12-5 IASCC研究を支える巧みな遠隔操作技術

−照射済試験片装荷キャプセルの組立−

図12-10 照射下IASCC試験用キャプセルのセル内組立作業

図12-10 照射下IASCC試験用キャプセルのセル内組立作業

JMTRで照射したキャプセルをJMTRホットラボのコンクリートセル内へ移送し、キャプセルを解体して所定の照射量まで照射を終了した試験片を取り出します。この試験片をIASCC試験用キャプセルに装荷してき裂長さ計測用ケーブルを取り付け、更に、遠隔操作による溶接等を用いてキャプセルに組立てます。このキャプセルは健全性を確認した後に原子炉へ移送して再照射試験を行います。

図12-11 試料回転式の遠隔操作型TIG溶接装置

図12-11 試料回転式の遠隔操作型TIG溶接装置

新たに開発した溶接装置は、全長が1m、幅が0.5m、高さが0.7m、重量が約100kgの可搬型で、直径40〜65mmで厚さ3mmの管の溶接が可能です。

図12-12 照射下IASCC試験用キャプセルのホットセル内組立作業

図12-12 照射下IASCC試験用キャプセルのホットセル内組立作業

照射済CT試験片をマニプレータで試験ユニットに装荷します。内筒管を装着し、管の突き合わせ部の回転状態及びトーチ間距離を慎重に確認した後に周方向の溶接を開始します。

JMTRホットラボのコンクリートセル(以降、ホットセル)は、JMTRとカナルで接続されているため、ホットセル内で照射済試験片を装荷して組立てたキャプセルをカナルを通して原子炉に移送し、再照射試験を容易に行うことが可能です。JMTRではこの特徴をいかして、照射誘起応力腐食割れ(IASCC:Irradiation Assisted Stress Corrosion Cracking)の機構解明に向けた照射下でのき裂進展試験や定荷重引張試験を実施してきました。これらの試験を行うには、照射済試験片を装荷した照射下IASCC試験用キャプセルをホットセル内で組立てる技術の確立が不可欠でした(図12-10)。そこでJMTRホットラボでは、遠隔操作による試験片装荷やキャプセル溶接等のキャプセル組立技術及び組立後のキャプセル検査技術の確立に取り組みました。
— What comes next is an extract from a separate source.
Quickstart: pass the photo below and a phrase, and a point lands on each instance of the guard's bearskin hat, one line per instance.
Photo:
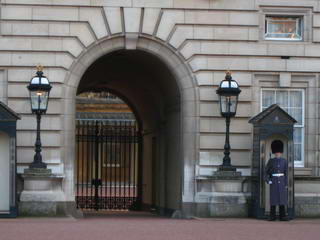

ホットセル内で組立てるキャプセルは、保護管接続作業時の試験片による放射線被ばくを避けるために全長が約3mで、更に、照射試験中の炉心からの放射線ストリーミングを防ぐために上部が図12-10に示すような曲がった構造になっています。また、軽水炉の水環境を模擬するためにステンレス製の二重管構造であり、高い内圧が加わる内筒管の厚さは3mmとなっています。この厚肉管に対して、ホットラボ既存の装置、すなわち、固定された管の周りを溶接トーチが移動する方式の装置で溶接を行った結果、管の側面から底面の位置を溶接中に溶けたビードの表面張力が重力に耐えられずにビードが垂れてしまい、溶接部に穴が生じて健全な溶接ができませんでした。そこで、トーチを管の溶接部の真上に固定して管を滑らかに回転させる方式の溶接装置を新たに開発し、健全な溶接に成功しました。この装置は、溶接トーチ移動部、回転駆動部及び回転支持部を備え、図12-11に示すような可搬型で、ホットセル内への搬入や搬出が容易な構造になっています。また、JMTRホットラボでは厚肉管の溶接が初めてであり、モックアップ試験で溶接条件を慎重に検討しました。更に、遠隔操作での耐圧検査、Heリーク検査、浸透探傷検査の技術も確立し、セル内で一貫したキャプセルの健全性確認試験が可能となりました。これまで合計8体の照射下IASCC試験用キャプセルを組立て(図12-12)、照射下試験も無事に完遂できました。照射下試験のデータは、実機炉内構造材におけるIASCCの発生や進展の機構解明に資するものです。


●参考文献
Ugachi, H. et al., Development of Test Techniques for In-Pile SCC Initiation and Growth Tests and the Current Status of In-Pile Testing at JMTR,Proceedings of 12th International Conference on Environmental Degradation of Materials in Nuclear Systems-Water Reactors, Salt Lake City,USA, 2005, p.319-326.